К своему бесконечному удивлению, я обнаруживаю, что могла бы что-нибудь проглотить.

- В буфете над плитой крекеры. Вы не намажете парочку сливочным сыром из холодильника? И может быть, какие-нибудь фрукты, если есть.

Она уходит, шаркая ногами, по ковру, который мне никогда не нравился, в кухоньку, которая всегда была слишком маленькой. Предположим, я бы осталась в доме в Кривом проулке - кухня там была хороша. Но что бы я стала там делать? Готовить обильную еду, от которой тебя разносит еще больше? Весь этот сраный дом был обезображен свидетельствами моей борьбы с ожирением. Стены увешаны записями результатов ежедневного взвешивания: "5 апреля - 186 фунтов, 6 апреля - 184 фунта, 7 апреля - 183 фунта, 10 апреля - 189 фунтов. ПРОКЛЯТЬЕ! ПРОКЛЯТЬЕ! ПРОКЛЯТЬЕ!" Наверное, я уезжала куда-то на уик-энд - на какие-нибудь дерьмовые пироги.

Толще всего я была в семидесятые. Вообще я думаю, что семидесятые определенно были округлыми. Люди коренастые, шрифты закругленные, обыкновенная авторучка напоминала член. Мне нравилось думать, что я не нарушаю эстетического единства, так как мой вес подскочил до двухсот фунтов и я сделалась миссис Тушеная-требуха-с-клецками. Да нет, все это чистая бравада - я ненавидела свой жир. Я сидела и всхлипывала на краю постели - привычки не меняются, - и теребила жировые складки, чтобы поиздеваться над каждой в отдельности. Девочки, стройные - им это ничего не стоило, - шепотом переговаривались внизу: не опасно ли приближаться к старому тучному дракону? Разумеется, опасно. Я терпеть не могла этих сильфид, с которыми делила кров, я обижалась на них. Ненавидела их нарождающиеся округлости, их расцветающую сексуальность - и, возможно, слишком явно это демонстрировала. Слишком часто объясняла Нэтти, пуская в ход наши придуманные детские словечки, как это скверно - лежать с мужчиной.

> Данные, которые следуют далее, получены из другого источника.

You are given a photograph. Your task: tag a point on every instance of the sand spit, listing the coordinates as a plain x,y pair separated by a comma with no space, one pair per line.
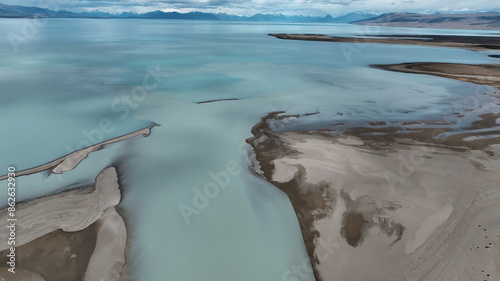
65,255
73,211
485,74
476,43
70,161
397,207
70,211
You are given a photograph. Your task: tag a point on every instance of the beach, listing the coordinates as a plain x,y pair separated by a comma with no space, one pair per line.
413,200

Стрелка плясала по шкале неделями и месяцами. Помню, что между семьдесят третьим и семьдесят девятым я теряла и набирала вес, теряла и набирала, вплоть до семи сотен фунтов - это целых три толстых меня. Я плюс я плюс я. Затем я стала толстой старой женщиной, старой толстухой, очертаниями напоминавшей грушу. Не жирной, просто толстой и старой. Обзавелась грушевидным телом, характерным для пожилых англичанок среднего класса. Прекрасно. Немудрено, что Хедли не мог вообразить, какая я. Как-то Наташа застала меня за тем, что я звонила за океан и всхлипывала в трубку: "Я была как тюлень, - стонала я, - как тюлень". Я говорила о своем проворстве в постели, а он решил, что о своих размерах, и ответил: "Что ты, Лили, ты вовсе не толстая, поверь мне…" Я бросила трубку и увидела черную челку, покачивающуюся над перилами: "Почему ты так говоришь, муму? Почему ты сказала, что ты тюлень?"

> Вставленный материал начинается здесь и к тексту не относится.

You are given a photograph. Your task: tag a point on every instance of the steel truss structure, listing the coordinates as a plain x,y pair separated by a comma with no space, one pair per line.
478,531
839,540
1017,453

Вот идет Дердра и несет совершенно неподобающий для человека на голодной диете завтрак. На черта мне эти хрустящие хлебцы - мне нужна плотная пища, которая вернула бы мне мою жизнь, мою энергию и здоровье. Мне бы съесть целиком еще одну Лили Блум, чтобы она стала мной. Дердра справилась неплохо, к тому же она разыскала в гостиной виноград, жаль, я не сказала ей, где подносы, они где-то рядом с плитой, а то хлебцы скользят по тарелке, как резвые ребятишки по льду. Даже когда тарелка прижата к моим изувеченным сиськам, я все никак не могу поймать хлебец. Дердра сидит в синем кресле и явно притворяется, что читает свои пометки, сделанные ночью. О, Боже! С каким удовольствием я бы сейчас куснула ее, но это время прошло, я прекрасно понимала это еще до того, как остренький край хлебца впился мне в десну, под нижним протезом, и поранил до крови. Кровь на еде.

Хедли. Он-то еще жив. В прошлом году он прислал мне шахматы, хотя знает, что я не играю. Но у него шахматный магазин в Гринич-Виллидж, и дом у него всегда был дешевый. Чертовски дешевый. И у него до сих пор нет машины - она ему не нужна. Он идет пешком из особнячка, который его мошенник-папаша оставил ему в пятидесятых, в полосатом костюме и соломенной шляпе, спускается вниз по Бродвею, всю дорогу до Виллиджа, где торгует своими шахматами и досками для шашек. Работа не пыльная, и он спокойно может заниматься единственными проблемами, которые признает, - шахматными. Хедли, последний мужчина, касавшийся моего обнаженного тела - если не считать доктора Стила, но доктор почти и не человек. Скорее, одушевленный скальпель.